作成日:2025/01/17
経産省と財務省にダメ出し? 教育訓練費の上乗せ措置の妥当性を検証 会計検査院
1月15日、会計検査院のサイトに、賃上げ促進税制にかかる教育訓練費の上乗せ措置の適用状況、検証状況等についての報告書が掲載されました。
○会計検査院法第30条の2に基づく国会及び内閣への随時報告
教育訓練費の上乗せ措置(上記報告書では、教育訓練費に係る上乗せ税額控除)について、平成30年度から令和3年度を対象に、会計検査院による検証が行われています。
そもそも、教育訓練費の上乗せ措置は、教育訓練費増加割合が一定以上である場合に、給与等支給増加額の一定割合を上乗せできる、というものです。
このように適用要件と税額控除の計算のベースが異なっている異例の措置である点に注目し、教育訓練ストックの回帰係数を基に教育訓練費が増加した場合の給与等支給増加額を算出。これに対する上乗せ措置分を試算して、実際の上乗せ分の税額控除額と比較。
その結果、実際に適用された税額控除額との開差が大きく(合計157億円)、「政策目的である給与等の増加を促すために税負担の軽減を行う措置として、適切なものとなっていないおそれ」があるとする報告書となっています。

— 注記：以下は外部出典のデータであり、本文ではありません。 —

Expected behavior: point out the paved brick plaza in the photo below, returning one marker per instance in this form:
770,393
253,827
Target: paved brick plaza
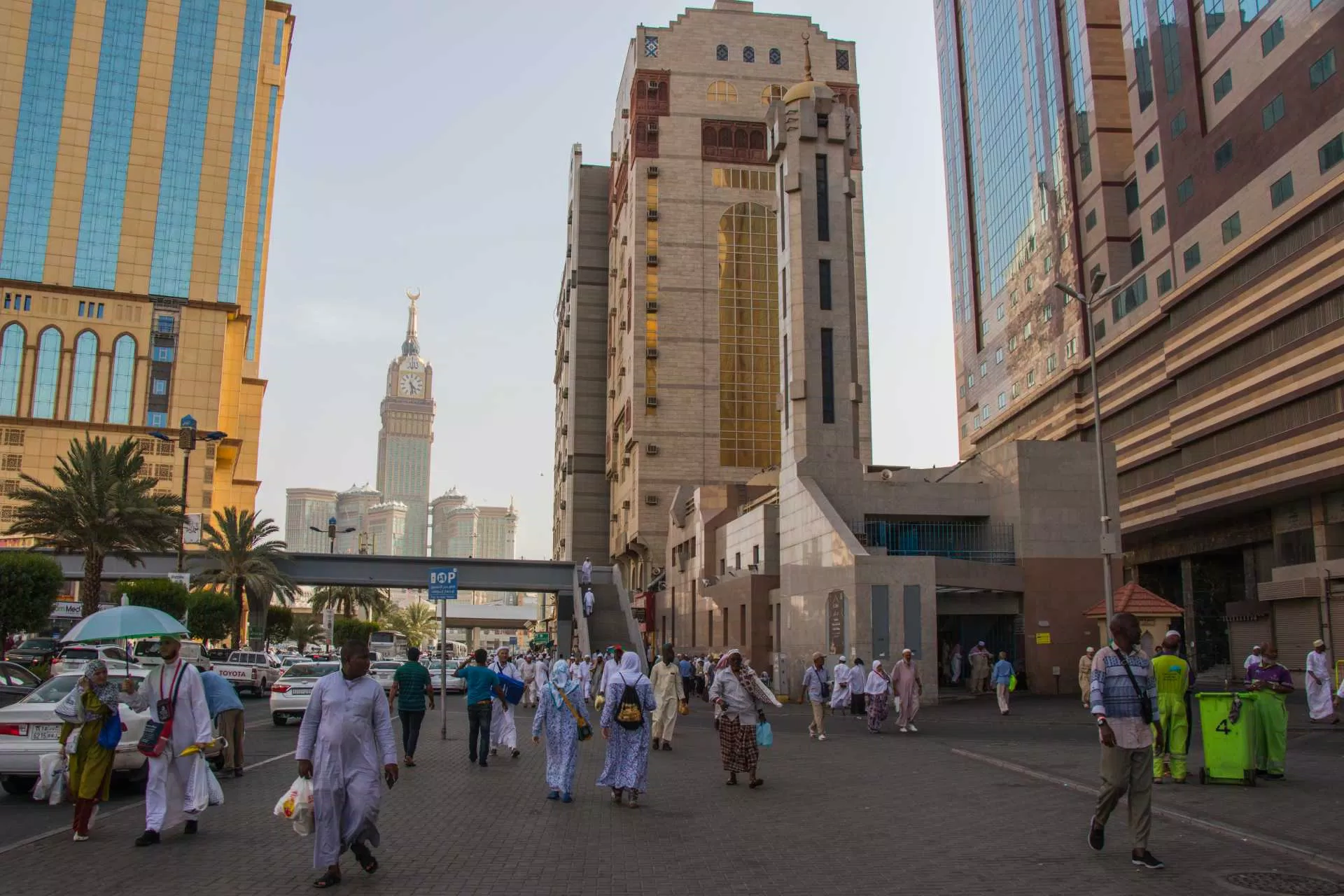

また、関係省庁が行う政策評価に基づく評価状況についても検査し、経済産業省(中小企業庁)と財務省における検証等の状況について、3つの検証状況から検査を行い、いずれも甘いものであることを指摘。それぞれに対して所見を述べています。
会計検査院からの指摘であることから、今後の改正に影響を及ぼす(=見直しの)可能性も考えられます。お時間のある時に一読されておかれるとよいでしょう。